Backtracking builds subsets recursively by choosing to include or skip each element, using a path variable and undoing choices as it returns. Bit manipulation iterates through all integers from 0 to 2^n - 1, using each bit position to decide whether an element is included. Both produce the same result in O(n * 2^n) time, but bit manipulation avoids recursion overhead and is easier to implement for small n.
How does backtracking avoid duplicate subsets?
The algorithm iterates from a start index forward, never revisiting earlier elements. When it adds element nums[i] and recurses with start = i + 1, it guarantees that elements only appear in increasing index order within each subset. This structural constraint makes duplicates impossible without needing a visited set or sorting step.
Why does a set of n elements have exactly 2^n subsets?
Each element has two independent choices: included or excluded. With n elements, the total number of combinations is 2 * 2 * ... * 2 (n times) = 2^n. This includes the empty set (all excluded) and the full set (all included). For [1,2,3], that gives 2^3 = 8 subsets.
Can this algorithm handle duplicate elements in the input?

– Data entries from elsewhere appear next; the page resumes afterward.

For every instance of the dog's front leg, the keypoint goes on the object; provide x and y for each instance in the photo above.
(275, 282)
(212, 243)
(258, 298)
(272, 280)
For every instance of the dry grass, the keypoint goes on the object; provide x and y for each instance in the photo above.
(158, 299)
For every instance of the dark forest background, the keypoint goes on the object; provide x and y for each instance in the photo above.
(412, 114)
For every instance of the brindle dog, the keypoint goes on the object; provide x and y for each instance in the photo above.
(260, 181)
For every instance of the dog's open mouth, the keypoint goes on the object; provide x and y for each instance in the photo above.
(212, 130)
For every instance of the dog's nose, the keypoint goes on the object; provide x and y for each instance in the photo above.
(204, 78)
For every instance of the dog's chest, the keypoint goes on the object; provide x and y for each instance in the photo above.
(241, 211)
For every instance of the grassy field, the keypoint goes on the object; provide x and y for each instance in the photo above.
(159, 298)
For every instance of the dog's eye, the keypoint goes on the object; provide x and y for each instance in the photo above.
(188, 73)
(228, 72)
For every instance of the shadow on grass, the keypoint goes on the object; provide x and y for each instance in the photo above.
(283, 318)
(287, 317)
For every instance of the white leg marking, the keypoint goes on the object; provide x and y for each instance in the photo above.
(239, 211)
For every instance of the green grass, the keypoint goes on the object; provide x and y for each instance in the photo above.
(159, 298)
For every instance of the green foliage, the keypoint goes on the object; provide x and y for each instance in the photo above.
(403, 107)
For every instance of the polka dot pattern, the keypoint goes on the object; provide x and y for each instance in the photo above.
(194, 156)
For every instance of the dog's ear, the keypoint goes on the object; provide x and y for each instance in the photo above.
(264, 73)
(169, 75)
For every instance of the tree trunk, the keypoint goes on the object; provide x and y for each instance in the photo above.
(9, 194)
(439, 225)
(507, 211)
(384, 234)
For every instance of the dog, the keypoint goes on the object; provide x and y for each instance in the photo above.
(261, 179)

No. This version assumes all elements are unique. For arrays with duplicates, you need to sort the input first, then skip adjacent duplicates during the loop: if nums[i] == nums[i-1] and i > start, skip that iteration. This is a common follow-up question in interviews.
What is the difference between subsets and combinations?

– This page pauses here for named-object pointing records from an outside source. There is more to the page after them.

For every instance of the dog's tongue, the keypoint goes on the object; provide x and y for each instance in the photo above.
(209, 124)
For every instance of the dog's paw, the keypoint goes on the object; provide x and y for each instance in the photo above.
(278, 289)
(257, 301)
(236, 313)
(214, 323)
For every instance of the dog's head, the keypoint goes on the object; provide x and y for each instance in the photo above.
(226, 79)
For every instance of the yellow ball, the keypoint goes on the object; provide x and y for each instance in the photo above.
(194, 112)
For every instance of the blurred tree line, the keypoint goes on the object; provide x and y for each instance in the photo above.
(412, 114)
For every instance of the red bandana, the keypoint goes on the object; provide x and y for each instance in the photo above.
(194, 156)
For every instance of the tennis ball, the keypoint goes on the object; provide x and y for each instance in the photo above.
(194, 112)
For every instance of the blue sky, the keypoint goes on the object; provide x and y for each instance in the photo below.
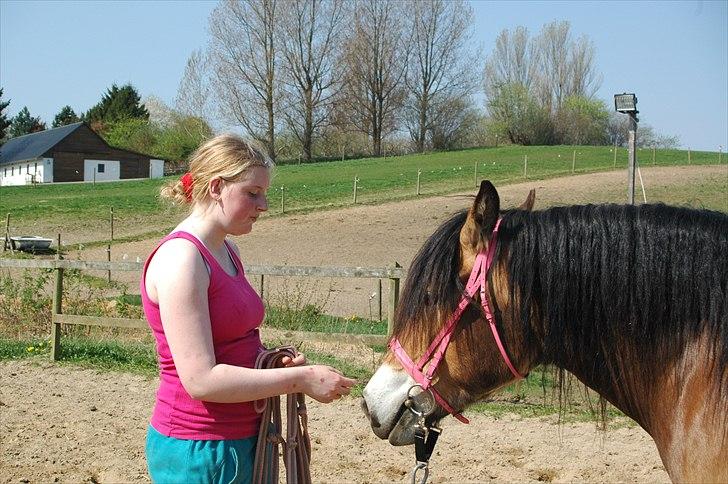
(673, 55)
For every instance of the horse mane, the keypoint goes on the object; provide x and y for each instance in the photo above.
(598, 287)
(617, 282)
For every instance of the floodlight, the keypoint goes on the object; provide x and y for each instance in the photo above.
(625, 103)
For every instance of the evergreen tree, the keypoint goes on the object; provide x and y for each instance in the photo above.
(66, 116)
(4, 121)
(116, 104)
(23, 123)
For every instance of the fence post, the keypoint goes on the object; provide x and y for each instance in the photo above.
(393, 300)
(379, 299)
(6, 241)
(57, 307)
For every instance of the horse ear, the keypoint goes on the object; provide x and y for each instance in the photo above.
(530, 200)
(482, 216)
(486, 208)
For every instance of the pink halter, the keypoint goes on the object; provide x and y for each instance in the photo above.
(434, 354)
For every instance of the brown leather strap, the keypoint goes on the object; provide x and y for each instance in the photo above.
(296, 445)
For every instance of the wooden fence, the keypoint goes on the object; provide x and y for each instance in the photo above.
(393, 274)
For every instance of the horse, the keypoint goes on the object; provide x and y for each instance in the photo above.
(632, 300)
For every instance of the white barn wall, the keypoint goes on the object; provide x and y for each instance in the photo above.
(22, 173)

Subsets generate all possible selections of any size from the input, while combinations generate all selections of a specific size k. Subsets is equivalent to generating combinations for k = 0, 1, 2, ..., n and merging the results. The backtracking template is nearly identical, with combinations adding a size check before recording the result.
How does the bit manipulation approach work for subsets?
Each integer from 0 to 2^n - 1 represents one subset as a bitmask. For each integer i, check each bit position j: if the j-th bit of i is set (i & (1 << j) is nonzero), include nums[j] in the subset. For example, with [1,2,3], the integer 5 (binary 101) maps to the subset [1,3] because bits 0 and 2 are set.
What are common follow-up problems to subsets in interviews?
The most frequent follow-ups are: Subsets II (input with duplicates), Combinations (subsets of fixed size k), Permutations (all orderings), and Combination Sum (subsets that sum to a target). All four share the same backtracking skeleton, with minor adjustments to the loop bounds, skip conditions, or termination criteria.
When should I use the backtracking approach over bit manipulation?
Use backtracking when n can be large or when you need to prune branches early, since you can skip entire subtrees. Use bit manipulation for smaller n (up to about 20) when simplicity matters and no pruning is needed. In interviews, most candidates default to backtracking because it generalizes to related problems like permutations and combination sum.